When a Vietnamese invasion ousted the Khmer Rouge in 1979, Sihanouk was freed from house arrest at his palace and went back into exile. He started a fresh struggle, leading a guerrilla alliance to war against a Hanoi-installed regime, and then leading peace talks which bore fruit with UN-organized elections in 1993.
Restored as a constitutional monarch after the polls, he has since served as the country's conscience as its politicians dithered and bickered.
The king, who will turn 82 at the end of October, has long had health problems. Doctors who examined him last month found a stomach problem, feared to be a reoccurrence of cancer that first showed up in 1993.
Especially frustrating for Sihanouk, says his official biographer Julio Jeldres, has been the failure of the country's political leaders to address urgent problems including poverty, corruption, injustice, and the failure to make proper preparations for the king's successor.
He insists he will not return to Cambodia until a Throne Council is formed as mandated by law, and his successor chosen.

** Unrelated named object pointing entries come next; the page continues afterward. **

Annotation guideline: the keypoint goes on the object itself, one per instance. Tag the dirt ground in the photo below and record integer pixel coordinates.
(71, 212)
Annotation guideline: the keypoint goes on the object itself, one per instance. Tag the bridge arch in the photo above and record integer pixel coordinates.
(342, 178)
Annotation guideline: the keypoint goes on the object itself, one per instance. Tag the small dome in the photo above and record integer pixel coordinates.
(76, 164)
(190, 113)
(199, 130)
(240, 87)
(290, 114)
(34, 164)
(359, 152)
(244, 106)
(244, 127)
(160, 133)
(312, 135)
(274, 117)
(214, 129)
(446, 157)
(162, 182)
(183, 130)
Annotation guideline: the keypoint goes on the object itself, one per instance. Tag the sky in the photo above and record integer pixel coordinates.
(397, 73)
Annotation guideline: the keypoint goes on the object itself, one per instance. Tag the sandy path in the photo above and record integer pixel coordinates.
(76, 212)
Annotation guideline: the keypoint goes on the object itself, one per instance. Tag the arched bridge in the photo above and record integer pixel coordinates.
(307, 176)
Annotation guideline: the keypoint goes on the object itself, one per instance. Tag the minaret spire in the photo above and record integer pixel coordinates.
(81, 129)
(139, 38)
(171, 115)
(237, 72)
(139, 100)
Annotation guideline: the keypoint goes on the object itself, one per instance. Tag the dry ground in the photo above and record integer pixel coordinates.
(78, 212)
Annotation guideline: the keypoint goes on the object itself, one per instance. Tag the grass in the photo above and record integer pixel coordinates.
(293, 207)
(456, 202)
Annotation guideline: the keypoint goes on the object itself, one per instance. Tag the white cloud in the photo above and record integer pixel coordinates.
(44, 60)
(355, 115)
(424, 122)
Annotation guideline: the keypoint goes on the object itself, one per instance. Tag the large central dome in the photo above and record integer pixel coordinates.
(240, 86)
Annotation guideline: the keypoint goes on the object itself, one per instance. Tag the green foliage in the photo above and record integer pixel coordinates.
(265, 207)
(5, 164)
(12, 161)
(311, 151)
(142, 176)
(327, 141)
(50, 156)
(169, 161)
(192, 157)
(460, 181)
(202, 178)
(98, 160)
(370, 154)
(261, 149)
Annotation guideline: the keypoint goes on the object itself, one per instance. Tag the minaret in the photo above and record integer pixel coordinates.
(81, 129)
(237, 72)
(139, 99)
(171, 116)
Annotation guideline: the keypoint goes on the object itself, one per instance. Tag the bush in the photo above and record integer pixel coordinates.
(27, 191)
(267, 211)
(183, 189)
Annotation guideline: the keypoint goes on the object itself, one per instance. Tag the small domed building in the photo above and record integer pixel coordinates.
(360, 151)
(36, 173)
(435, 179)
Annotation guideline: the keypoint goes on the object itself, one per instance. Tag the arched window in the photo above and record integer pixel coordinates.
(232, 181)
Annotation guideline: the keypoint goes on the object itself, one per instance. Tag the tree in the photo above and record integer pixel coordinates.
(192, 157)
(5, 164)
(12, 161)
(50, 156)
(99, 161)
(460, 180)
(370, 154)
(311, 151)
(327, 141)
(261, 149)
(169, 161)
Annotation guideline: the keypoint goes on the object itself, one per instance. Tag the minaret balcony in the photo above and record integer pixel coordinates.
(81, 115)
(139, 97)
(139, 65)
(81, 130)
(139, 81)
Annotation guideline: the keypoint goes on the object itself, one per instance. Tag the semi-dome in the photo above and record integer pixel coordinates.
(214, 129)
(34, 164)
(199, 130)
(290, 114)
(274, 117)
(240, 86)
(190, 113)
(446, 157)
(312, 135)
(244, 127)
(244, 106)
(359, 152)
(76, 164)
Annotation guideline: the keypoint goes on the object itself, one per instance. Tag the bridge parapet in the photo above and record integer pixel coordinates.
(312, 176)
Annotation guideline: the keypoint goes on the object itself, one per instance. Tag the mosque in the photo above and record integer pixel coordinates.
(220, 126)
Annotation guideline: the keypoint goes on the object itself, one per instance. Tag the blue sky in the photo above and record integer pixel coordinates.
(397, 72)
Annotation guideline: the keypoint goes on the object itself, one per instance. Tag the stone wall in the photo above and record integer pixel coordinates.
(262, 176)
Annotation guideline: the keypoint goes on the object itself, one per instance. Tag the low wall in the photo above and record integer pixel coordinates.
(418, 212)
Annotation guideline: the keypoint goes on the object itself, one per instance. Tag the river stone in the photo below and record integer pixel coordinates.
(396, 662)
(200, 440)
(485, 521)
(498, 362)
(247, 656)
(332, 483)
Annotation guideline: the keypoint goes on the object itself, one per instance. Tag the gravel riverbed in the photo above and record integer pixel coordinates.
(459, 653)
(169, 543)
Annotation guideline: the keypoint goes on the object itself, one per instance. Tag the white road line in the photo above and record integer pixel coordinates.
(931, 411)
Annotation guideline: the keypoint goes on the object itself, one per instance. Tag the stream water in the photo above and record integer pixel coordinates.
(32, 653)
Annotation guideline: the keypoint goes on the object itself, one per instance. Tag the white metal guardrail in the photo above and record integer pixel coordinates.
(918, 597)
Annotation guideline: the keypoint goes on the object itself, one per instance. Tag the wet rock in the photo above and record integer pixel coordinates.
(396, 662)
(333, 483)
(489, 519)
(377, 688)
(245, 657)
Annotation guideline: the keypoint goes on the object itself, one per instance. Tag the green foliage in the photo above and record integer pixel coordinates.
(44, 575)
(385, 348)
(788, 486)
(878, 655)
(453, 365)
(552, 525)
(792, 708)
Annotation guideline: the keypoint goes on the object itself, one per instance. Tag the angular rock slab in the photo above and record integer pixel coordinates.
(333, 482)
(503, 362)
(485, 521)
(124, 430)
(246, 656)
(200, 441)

But several Cambodia experts and foreign friends believe he is attempting to preserve the monarchy, about which Prime Minister Hun Sen has shown ambivalence in the past. Jeldres says one of Sihanouk's main concerns "has been that after him the monarchy may cease to exist."
"My quick reaction is `never say never' with King Sihanouk," says Bernie Krisher, a longtime friend and publisher of the Cambodia Daily newspaper. "By abdicating he hopes to avoid the confusion and impasse that might occur if he died and there was no clear map as to what might follow."
David Chandler, a foremost historian of modern Cambodia, calls Sihanouk's move a ploy against Hun Sen, who, the scholar thinks, "probably would not like anyone on the throne at all."
"No one gains from political uncertainty in Cambodia," says Chandler. "Sihanouk knows this and is playing one more deal of the cards." And he is clever enough, notes Chandler, to back Prince Norodom Sihamoni, one of his sons by Queen Monineath, whom Hun Sen would not find threatening as king. Sihamoni, 51, has long lived abroad.
Vong Kimhou, a 43-year-old peasant from central Kandal province, took his wife and four-year-old child to visit the Royal Palace for the first time Saturday. Both agreed they missed something important during their tour.
Vong Kimhou said he saw Sihanouk's portraits from the 1960s on display inside the palace but "there's no king living there."
"I feel the palace is empty," he said. "Now, it's a kingdom without a king."